Search code examples
roozieoozie-coordinator

How to Schedule Rscripts using Oozie


I am using Rhadoop on Hortonworks Sandbox to read data from HDFS to R and after reading that in R, I am performing certain operation on that file.

I want to schedule (daily, weekly, monthly) this R script using Oozie.

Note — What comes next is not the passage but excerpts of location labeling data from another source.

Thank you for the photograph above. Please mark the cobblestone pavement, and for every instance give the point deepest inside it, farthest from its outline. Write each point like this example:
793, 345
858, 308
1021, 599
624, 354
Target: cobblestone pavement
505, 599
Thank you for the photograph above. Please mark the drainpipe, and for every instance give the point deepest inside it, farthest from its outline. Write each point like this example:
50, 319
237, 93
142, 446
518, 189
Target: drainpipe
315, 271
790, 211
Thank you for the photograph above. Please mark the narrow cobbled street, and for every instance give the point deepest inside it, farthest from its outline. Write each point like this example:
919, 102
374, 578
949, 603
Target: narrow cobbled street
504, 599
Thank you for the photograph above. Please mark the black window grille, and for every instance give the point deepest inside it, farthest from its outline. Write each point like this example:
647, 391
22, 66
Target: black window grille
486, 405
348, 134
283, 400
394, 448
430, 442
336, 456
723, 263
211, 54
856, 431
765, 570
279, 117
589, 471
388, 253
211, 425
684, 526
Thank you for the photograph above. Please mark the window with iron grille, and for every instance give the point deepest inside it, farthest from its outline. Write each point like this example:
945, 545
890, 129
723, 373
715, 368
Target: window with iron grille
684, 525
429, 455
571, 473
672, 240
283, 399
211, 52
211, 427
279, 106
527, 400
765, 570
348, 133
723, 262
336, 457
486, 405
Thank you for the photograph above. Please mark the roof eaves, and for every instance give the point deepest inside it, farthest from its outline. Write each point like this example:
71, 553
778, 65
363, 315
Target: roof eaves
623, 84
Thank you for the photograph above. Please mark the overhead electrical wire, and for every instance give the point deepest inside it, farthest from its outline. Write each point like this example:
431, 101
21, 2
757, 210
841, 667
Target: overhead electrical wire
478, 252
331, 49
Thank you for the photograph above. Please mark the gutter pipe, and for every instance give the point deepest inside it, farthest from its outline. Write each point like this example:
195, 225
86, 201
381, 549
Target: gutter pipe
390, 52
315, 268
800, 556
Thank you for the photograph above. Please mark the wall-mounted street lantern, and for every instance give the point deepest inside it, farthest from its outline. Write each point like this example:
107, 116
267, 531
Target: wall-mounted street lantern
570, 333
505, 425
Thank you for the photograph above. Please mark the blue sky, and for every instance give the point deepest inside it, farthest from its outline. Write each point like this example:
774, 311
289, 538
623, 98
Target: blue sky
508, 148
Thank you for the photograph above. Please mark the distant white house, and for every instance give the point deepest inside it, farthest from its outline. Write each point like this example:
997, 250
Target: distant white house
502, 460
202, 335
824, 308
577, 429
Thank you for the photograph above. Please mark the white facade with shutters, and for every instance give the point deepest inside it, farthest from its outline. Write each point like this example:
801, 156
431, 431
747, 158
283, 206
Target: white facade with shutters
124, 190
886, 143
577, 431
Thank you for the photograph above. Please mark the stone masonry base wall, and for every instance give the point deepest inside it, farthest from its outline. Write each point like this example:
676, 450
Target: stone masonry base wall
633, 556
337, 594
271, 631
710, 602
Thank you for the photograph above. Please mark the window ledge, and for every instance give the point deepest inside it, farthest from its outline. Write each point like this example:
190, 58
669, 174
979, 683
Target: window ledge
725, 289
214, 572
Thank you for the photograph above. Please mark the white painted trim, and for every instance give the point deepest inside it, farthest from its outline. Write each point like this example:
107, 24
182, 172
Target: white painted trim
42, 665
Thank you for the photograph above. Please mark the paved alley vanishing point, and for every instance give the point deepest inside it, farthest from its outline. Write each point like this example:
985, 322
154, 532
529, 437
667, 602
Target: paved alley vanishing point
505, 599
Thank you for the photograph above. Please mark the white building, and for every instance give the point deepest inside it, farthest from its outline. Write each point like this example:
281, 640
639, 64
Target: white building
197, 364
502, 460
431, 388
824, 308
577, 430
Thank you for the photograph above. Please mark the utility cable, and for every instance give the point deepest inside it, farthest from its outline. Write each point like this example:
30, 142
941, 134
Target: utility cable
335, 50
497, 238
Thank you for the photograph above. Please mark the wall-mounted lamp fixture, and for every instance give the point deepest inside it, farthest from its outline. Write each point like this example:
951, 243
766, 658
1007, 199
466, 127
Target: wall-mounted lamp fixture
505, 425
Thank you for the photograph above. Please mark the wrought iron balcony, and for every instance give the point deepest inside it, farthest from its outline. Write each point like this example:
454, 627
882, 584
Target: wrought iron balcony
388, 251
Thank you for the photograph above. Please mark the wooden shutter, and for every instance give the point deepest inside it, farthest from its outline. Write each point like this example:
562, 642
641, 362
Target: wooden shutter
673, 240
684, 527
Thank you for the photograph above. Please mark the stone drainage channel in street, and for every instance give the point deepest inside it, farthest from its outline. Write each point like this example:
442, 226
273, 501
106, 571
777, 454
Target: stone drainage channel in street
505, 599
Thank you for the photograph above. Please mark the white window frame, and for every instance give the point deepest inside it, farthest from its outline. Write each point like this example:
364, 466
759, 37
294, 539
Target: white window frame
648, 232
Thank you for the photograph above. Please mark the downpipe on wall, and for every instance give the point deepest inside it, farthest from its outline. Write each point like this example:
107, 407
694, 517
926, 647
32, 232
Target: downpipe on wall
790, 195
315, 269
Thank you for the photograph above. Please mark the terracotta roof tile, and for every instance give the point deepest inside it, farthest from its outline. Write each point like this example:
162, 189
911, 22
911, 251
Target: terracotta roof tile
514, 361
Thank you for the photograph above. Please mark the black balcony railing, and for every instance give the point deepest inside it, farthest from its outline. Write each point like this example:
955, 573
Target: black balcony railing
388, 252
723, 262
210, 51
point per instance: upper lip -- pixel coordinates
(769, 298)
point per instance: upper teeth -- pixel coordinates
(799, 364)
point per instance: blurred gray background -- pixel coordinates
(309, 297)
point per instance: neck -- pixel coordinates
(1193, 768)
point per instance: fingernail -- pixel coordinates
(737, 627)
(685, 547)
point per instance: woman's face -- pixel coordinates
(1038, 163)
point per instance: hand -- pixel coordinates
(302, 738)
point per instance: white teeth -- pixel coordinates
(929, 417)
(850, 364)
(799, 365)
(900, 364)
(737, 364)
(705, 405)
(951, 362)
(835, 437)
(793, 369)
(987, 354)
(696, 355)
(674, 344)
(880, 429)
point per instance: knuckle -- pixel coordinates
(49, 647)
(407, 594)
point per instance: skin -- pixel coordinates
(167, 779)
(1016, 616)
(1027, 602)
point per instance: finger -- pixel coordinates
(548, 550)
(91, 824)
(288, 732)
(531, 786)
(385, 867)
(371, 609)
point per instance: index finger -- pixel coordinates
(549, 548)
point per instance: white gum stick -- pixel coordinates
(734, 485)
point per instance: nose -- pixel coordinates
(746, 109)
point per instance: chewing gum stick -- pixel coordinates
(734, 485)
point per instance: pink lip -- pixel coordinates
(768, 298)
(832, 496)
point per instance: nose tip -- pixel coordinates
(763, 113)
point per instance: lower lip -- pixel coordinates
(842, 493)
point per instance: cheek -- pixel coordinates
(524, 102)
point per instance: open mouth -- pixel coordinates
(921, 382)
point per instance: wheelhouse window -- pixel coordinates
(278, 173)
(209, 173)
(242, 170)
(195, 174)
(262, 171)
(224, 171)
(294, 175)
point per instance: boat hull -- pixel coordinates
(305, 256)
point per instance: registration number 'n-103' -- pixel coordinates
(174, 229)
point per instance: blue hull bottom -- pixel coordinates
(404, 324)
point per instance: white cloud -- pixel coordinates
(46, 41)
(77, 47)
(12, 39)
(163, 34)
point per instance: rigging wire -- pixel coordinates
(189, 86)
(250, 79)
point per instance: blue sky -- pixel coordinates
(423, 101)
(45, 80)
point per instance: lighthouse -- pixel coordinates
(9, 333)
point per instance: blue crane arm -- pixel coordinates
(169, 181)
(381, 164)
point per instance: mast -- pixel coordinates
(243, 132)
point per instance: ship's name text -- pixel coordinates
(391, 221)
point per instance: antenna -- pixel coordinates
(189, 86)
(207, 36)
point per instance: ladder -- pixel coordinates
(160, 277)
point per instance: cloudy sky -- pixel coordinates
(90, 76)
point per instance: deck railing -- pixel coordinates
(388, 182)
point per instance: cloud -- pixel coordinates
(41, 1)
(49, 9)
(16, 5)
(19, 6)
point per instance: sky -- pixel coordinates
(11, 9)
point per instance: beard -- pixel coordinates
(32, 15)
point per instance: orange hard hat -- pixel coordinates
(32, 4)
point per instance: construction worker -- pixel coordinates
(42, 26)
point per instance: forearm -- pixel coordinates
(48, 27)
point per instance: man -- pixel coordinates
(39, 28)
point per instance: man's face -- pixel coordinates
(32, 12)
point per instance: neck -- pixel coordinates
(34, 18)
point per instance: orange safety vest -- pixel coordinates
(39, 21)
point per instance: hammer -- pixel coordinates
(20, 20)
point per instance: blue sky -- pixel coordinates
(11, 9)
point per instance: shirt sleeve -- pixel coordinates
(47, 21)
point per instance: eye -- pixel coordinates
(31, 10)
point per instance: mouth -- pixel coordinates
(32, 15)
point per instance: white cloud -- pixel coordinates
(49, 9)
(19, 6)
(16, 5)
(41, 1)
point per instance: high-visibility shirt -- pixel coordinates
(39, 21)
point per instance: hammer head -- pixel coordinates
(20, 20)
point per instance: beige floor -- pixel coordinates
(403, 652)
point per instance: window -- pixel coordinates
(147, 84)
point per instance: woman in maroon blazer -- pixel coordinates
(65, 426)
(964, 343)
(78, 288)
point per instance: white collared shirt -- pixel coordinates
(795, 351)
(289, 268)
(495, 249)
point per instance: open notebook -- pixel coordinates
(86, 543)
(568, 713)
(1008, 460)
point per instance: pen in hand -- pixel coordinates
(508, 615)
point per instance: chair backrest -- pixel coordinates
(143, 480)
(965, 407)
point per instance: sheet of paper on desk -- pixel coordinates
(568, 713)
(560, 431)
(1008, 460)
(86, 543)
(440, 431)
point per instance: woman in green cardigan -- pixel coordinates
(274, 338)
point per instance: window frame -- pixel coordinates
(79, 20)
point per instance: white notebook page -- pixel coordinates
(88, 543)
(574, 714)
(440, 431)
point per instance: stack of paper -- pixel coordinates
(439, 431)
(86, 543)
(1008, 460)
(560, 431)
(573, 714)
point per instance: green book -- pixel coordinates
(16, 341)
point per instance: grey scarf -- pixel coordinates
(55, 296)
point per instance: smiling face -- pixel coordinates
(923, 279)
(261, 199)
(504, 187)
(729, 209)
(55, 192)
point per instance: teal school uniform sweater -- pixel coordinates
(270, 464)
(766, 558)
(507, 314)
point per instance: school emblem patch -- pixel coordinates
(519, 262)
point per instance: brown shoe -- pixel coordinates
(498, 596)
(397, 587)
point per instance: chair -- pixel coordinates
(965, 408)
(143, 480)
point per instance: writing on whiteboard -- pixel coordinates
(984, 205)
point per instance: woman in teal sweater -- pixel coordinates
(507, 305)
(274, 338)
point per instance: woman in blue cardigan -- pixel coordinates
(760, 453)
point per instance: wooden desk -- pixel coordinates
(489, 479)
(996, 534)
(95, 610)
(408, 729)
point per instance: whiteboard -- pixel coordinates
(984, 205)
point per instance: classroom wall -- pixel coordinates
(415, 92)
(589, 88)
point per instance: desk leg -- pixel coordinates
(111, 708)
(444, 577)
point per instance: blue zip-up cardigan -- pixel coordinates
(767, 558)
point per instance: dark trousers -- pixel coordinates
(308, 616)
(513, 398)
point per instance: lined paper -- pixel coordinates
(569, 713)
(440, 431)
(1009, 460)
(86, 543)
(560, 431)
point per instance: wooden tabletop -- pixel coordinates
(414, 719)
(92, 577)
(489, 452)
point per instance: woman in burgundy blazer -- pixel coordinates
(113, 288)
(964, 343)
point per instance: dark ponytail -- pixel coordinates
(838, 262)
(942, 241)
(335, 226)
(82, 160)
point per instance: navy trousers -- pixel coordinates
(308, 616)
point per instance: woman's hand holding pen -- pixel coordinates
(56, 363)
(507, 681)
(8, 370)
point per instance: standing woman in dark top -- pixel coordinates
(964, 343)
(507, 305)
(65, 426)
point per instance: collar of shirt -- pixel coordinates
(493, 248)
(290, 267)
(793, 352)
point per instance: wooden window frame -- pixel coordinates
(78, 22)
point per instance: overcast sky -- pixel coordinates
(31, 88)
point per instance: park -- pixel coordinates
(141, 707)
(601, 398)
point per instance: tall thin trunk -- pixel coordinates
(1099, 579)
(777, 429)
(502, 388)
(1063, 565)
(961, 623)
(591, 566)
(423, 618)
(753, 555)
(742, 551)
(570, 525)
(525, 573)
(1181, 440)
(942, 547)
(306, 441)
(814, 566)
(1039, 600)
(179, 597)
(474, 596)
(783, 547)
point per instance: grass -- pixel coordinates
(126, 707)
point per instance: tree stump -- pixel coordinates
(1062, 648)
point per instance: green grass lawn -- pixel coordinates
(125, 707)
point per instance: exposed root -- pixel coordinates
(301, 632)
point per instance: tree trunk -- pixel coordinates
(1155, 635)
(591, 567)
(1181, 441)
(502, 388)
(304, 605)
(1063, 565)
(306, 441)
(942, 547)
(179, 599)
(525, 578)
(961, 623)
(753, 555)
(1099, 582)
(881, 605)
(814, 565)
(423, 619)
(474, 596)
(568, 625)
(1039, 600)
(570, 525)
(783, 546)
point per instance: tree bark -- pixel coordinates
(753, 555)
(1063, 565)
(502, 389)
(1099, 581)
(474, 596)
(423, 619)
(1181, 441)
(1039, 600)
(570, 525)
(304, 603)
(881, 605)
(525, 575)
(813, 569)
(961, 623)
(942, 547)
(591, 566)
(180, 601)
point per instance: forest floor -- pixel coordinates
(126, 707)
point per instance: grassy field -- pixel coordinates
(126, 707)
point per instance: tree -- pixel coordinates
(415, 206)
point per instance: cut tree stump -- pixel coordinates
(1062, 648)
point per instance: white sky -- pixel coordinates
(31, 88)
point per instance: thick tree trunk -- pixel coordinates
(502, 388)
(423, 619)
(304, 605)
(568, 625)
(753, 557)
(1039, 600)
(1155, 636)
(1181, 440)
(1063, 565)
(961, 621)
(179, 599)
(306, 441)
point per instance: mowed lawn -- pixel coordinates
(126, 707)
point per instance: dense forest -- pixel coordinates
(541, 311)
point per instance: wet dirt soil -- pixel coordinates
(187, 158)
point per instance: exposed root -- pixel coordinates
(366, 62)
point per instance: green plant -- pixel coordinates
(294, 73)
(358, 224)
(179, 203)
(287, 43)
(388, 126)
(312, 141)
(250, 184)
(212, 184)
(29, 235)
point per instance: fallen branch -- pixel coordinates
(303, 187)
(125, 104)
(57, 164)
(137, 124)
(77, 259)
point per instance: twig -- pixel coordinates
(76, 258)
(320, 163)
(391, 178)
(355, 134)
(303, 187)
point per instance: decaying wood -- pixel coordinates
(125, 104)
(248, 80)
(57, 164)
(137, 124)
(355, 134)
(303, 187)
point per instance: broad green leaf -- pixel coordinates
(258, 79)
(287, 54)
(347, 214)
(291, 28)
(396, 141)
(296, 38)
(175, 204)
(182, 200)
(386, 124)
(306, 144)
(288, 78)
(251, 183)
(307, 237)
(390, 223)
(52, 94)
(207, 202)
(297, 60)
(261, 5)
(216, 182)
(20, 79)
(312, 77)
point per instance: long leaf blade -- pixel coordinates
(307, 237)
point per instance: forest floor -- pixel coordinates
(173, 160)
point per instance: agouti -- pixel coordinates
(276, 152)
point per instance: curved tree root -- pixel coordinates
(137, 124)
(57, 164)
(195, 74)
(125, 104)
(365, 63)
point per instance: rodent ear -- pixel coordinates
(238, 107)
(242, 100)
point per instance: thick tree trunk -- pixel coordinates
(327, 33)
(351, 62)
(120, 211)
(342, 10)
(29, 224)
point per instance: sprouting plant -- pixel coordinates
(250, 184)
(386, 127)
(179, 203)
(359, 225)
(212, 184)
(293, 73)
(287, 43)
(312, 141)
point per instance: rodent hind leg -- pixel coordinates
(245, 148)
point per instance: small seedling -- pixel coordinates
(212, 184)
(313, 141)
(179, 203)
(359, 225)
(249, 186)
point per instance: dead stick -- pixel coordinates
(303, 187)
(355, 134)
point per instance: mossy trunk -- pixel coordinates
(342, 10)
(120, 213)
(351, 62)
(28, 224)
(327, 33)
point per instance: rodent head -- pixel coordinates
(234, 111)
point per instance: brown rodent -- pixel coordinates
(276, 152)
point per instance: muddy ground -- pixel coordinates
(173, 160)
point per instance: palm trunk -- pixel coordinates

Any help is strongly appreciated.

Thanks


Solution

  • It seems somebody did it for you:

    Here are the relevant bash script and usage instruction from Oozie R helper on Github.

    #!/bin/bash
    
    die () {
        echo >&2 "$@"
        exit 1
    }
    
    [ "$#" -eq 3 ] || die "3 arguments required, $# provided"
    hdfs_file=$1
    r_file=$2
    hdfs_output=$3
    
    if [[  ${hdfs_output} =~ ^\/tmp\/.*$ ]]; then
        echo "I will run the r script $2 on the hdfs $1"
        tmp_filename="/tmp/`date +"%Y%m%d.%H%M%S"`"
        echo "using tmp_dir $tmp_filename"
        tmp_output="/tmp/out`date +"%Y%m%d.%H%M%S"`"
    
    
        hadoop fs -getmerge $hdfs_file $tmp_filename
        R -f $r_file --args $tmp_filename $tmp_output
        hadoop fs -rmr $hdfs_output
        hadoop fs -put $tmp_output $hdfs_output 
    
    else 
      die "$hdfs_output must be in /tmp/"
    fi
    

    Oozie R helper,

    The data science team wanted to be able to run R script using oozie,

    They wanted to be able to run ETL using Hive and on the result of that ETL they wanted to run the r script.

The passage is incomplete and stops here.